When a federal judge in Baltimore sat down this week to sentence a bank robber he had before him a report not only on the convicted man, but one discussing the victim of the crime as well.

This "victim impact statement," prepared by federal probation officers focusing on the financial, physical and psychological effects of crime on victims, is part of a new program in Maryland, the first of its kind in any federal court.

"Everybody these days is always concentrating on he poor defendant," said Chief Judge Edward S. Northrop, of the U.S. District Court in Maryland. "They forget what destruction he has wrought on the poor victim."

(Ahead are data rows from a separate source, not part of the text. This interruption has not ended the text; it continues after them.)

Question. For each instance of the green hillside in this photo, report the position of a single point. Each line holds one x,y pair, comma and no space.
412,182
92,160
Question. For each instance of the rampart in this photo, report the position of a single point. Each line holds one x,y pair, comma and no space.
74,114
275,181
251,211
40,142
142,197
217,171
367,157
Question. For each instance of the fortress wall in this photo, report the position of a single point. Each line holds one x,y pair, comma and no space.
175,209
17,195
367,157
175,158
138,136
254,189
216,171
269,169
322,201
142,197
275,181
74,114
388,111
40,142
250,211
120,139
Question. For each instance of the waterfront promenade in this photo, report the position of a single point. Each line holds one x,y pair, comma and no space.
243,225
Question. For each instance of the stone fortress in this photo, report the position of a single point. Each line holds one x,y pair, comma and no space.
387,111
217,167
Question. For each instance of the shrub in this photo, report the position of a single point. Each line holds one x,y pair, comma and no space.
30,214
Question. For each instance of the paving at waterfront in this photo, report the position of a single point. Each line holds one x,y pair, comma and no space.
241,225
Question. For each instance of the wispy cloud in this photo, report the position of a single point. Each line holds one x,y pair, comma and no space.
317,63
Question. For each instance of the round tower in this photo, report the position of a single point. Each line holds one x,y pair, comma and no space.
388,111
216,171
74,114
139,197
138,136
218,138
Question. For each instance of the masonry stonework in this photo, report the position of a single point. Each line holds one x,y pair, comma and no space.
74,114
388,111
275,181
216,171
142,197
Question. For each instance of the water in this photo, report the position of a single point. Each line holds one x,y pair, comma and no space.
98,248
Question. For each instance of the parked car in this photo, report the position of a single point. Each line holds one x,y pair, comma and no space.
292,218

On Wednesday, U.S. District Court Judge Joseph young reviewed the first "victim impact statement" before sentencing Ronald Joseph Hackett to 40 years for bank robbery and taking a hostage in the course of a bank robbery.

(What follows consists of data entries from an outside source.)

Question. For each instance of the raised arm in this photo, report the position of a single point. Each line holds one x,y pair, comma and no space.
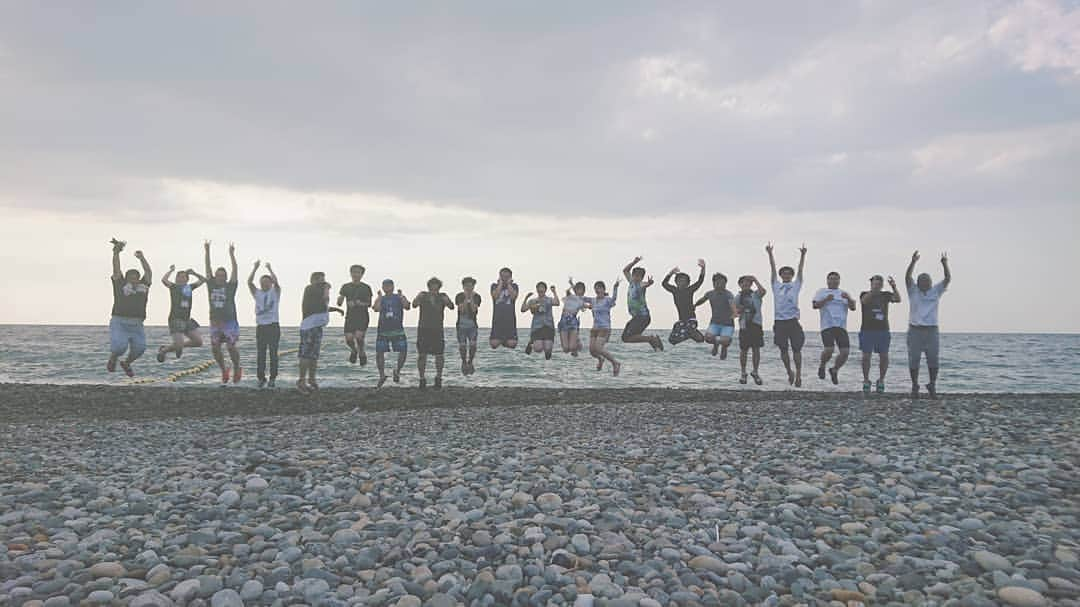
232,261
117,272
701,277
629,267
251,278
147,273
910,269
772,261
802,261
164,279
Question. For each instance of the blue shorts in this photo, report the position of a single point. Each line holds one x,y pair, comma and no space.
569,323
721,331
876,341
395,342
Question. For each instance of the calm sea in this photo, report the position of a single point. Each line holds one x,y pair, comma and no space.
970,363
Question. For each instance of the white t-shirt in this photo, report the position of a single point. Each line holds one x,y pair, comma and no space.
266,306
834,313
785,299
923,306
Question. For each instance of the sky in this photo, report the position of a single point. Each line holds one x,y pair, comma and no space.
558,138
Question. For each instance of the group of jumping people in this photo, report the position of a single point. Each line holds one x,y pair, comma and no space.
355,299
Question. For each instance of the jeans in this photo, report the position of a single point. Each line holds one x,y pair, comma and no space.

The victim, Maryland National Bank employe Andrea Bowling, was abducted from her Harford County mobile home as her husband and two young sons were held at gunpoint. She was released more than 12 hours later after her employers agreed to pay her abductor $250,000.

Assistant U.S. Attorney Herbert Better said that prosecutors often mention the victim's plight in their comments, but that a report from "neutral source - the probation officer will serve to bring home more graphically what happened to the victim."

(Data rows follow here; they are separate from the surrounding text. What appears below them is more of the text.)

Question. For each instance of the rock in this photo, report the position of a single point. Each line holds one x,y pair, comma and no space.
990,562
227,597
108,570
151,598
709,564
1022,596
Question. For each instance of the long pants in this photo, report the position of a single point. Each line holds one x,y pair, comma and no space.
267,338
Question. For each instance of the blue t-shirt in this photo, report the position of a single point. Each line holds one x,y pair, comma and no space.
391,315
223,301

However, Hackett's attorney, Andrew Radding, said he was concerned there was a "danger of exaggeration" in the "victim impact" statements. He said the program needs some controls and suggested that the victim statements be taken under oath or investigated to determine if they are factual.

Judge Northrop said it is conceivable "the courts could say we can't do it. They might say it's too inflammatory, but it seems to me we ought to know something about the victim. It balances all we know about the defendant."

The usual presentence report the judge has received is a confidential document giving an extensive history of the defendant and a sentence recommendation.

Had the new program been in effect in Maryland last year, it would have applied to at most about 20 percent of the 1,100 sentencings in federal courts, according to Paul Falkoner, deputy chief federal probation officer in the state.

A majority of federal crimes, such as tax violations, are victimless, he said. However, in crimes such as extortion, fraud, kidnaping or others where there is a "real, human victim," probation officers will be required to attempt to get a victim statement, Falkoner said.

"What happens too often is the victim is interviewed by police or the FBI and is never heard from again," said J. Edward Muhlbach, chief federal probation officer in Maryland. "It's good to pay some attention to the aftereffects (of crime) on them."

William A. Hamilton, of the Institute for Law and Social Research, sees the program as a natural extension of "shift in the past several years . . . to concern for the victim." Other outgrowths of this trend have been programs to compensate victims and to help them deal with the court system.

Hamilton said the new policy could be especially useful in plea-bargaining. The vast majority of criminal cases are resolved by plea bargaining, and "the judge sees nothing of the victim's trauma in the plea agreement," Hamilton said.

Similar impact statements are required by the state courts in Indiana and some other states encourage probation officers to interview victims, according to Scotia Knouff, of the American Parole and Probation Association.

The Maryland Division of Parole and Probation plans to start including victim impact statements in its reports to state judges in the near future, according to a spokesman for the director. Probation officers do so now, on a limited basis, if a judge requests one.

Falkoner said that as part of the program - which requires no new federal funds - probation officers may also:

Mediate employment problems arising when victims lost time at work because of injuries suffered as a result of a crime.

Intervene with the victim's creditors, if the crime causes financial problems.

Help the victims apply for compensation programs.

Notify victims of the outcome of criminal prosecutions.